El poder punitivo del Estado, su capacidad de aplicar la coerción sobre aquellas personas que se resistan a cumplir las normas jurídicas, ha sido una de las atribuciones tradicionales de éste en los tiempos modernos. Un equilibrio entre fuerza y razón es necesario en las sociedades democráticas para garantizar los derechos humanos de todos, así como la paz y la seguridad de la colectividad.

Medidas como el bloqueo de señales de comunicación en centros penales y sus alrededores, requisas personales en la vía pública y restricciones a la portación de armas de fuego en espacios públicos, son solo algunas limitaciones de las libertades ciudadanas que pueden justificarse en situaciones de crisis, que ya han sido previstas por las leyes y cuya justificación es difícil negar.
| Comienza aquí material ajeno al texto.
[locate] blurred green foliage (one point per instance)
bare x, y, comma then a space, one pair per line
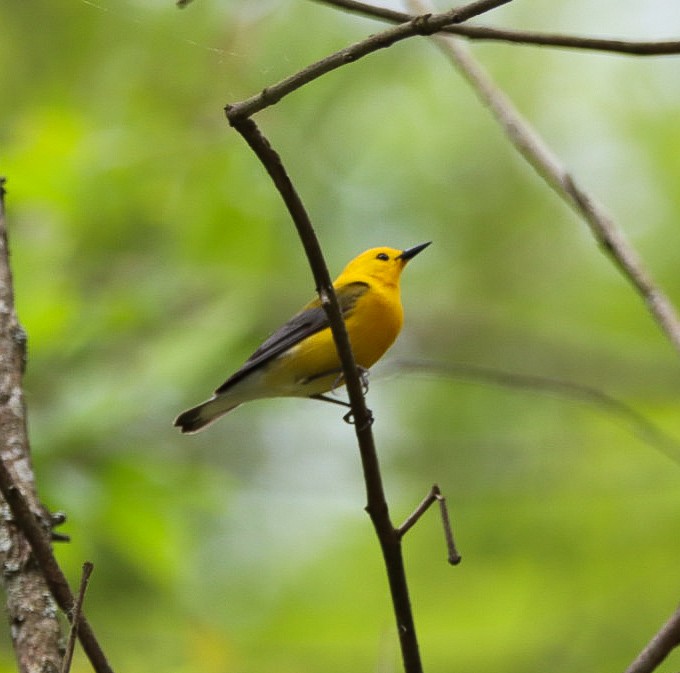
151, 254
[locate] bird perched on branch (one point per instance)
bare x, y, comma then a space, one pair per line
300, 358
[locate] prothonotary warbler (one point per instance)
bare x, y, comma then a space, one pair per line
300, 358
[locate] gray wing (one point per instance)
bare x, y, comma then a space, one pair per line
310, 320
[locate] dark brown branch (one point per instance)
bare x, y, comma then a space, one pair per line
435, 495
420, 25
32, 615
533, 148
76, 617
376, 507
58, 585
629, 47
35, 630
659, 647
644, 428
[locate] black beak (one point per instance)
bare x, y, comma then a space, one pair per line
410, 253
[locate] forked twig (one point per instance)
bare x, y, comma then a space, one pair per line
76, 616
56, 581
435, 495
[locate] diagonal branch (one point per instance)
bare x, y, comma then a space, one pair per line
377, 505
420, 25
640, 425
630, 47
659, 647
533, 148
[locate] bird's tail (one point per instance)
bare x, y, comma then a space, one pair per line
197, 418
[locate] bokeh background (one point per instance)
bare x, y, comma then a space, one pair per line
151, 255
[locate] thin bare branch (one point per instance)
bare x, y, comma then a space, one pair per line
629, 47
76, 617
659, 647
537, 153
376, 503
56, 581
642, 426
435, 495
420, 25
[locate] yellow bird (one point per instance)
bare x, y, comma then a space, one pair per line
300, 358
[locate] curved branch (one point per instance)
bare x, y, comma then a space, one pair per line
629, 47
388, 535
537, 153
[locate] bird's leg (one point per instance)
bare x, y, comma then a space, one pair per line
363, 377
349, 418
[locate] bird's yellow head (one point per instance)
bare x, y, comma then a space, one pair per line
381, 264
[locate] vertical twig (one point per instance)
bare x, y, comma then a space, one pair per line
376, 507
35, 630
32, 577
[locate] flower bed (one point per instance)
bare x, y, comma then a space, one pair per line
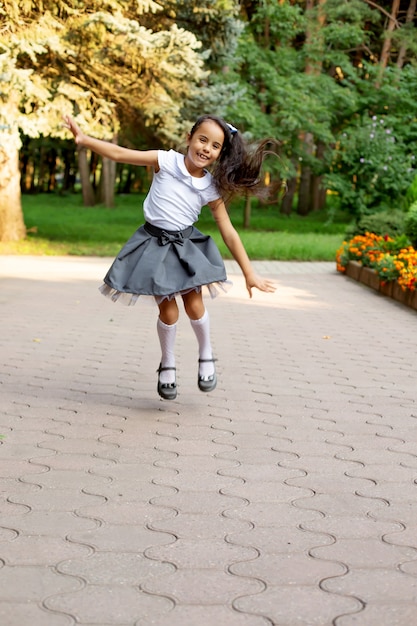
383, 263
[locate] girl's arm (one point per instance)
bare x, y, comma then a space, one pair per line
232, 240
110, 150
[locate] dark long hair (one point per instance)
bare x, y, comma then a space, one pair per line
237, 170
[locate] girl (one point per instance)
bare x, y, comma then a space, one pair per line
168, 256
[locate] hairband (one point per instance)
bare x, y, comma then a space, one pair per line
232, 129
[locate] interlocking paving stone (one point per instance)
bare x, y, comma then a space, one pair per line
287, 496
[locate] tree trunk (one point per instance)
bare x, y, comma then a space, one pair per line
386, 46
86, 187
411, 11
288, 199
247, 212
318, 192
304, 191
12, 226
305, 188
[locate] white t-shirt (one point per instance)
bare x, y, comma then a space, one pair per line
176, 198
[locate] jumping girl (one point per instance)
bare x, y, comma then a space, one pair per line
167, 256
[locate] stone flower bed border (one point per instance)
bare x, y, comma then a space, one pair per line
370, 278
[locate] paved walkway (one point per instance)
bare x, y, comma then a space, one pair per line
288, 496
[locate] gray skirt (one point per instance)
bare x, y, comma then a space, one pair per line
163, 264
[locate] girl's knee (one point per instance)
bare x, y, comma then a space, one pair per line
194, 306
168, 311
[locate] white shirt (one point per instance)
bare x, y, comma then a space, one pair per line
176, 198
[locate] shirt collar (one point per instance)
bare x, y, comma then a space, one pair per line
198, 183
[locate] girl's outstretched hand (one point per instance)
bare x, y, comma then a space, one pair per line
74, 128
260, 283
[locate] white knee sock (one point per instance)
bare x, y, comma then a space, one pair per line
201, 328
167, 334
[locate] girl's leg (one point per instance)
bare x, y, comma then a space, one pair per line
167, 329
200, 322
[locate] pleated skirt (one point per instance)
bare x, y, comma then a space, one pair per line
164, 264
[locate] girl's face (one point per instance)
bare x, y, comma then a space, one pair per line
204, 147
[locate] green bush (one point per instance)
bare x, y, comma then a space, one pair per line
391, 223
410, 226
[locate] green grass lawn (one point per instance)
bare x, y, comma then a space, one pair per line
60, 225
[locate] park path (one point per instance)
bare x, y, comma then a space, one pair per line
287, 496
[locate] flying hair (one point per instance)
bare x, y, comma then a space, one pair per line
237, 171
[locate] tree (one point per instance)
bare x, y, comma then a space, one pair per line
104, 67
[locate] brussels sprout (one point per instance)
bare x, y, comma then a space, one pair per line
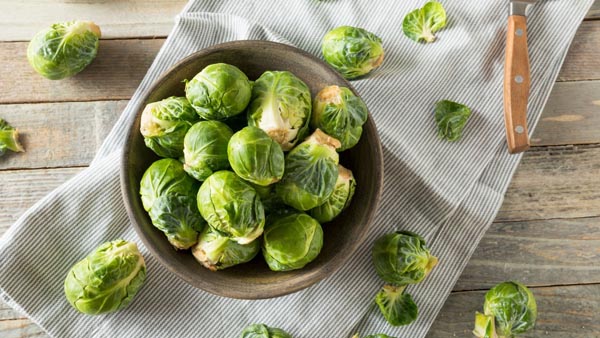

Las críticas a estas decisiones muchas veces dejan de lado que el ejercicio del poder represivo del Estado no solo pasa por proteger y garantizar los derechos humanos, sino también reprimir aquellas conductas que pongan en peligro su ejercicio.

La libertad ambulatoria y derechos fundamentales, así como el libre esparcimiento, no han sido restringidos por gobiernos o autoridades, sino por grupos delincuenciales, gracias a la pasividad de algunos y la complicidad de otros. Eso tiene que cambiar y es el deber del Estado cambiarlo.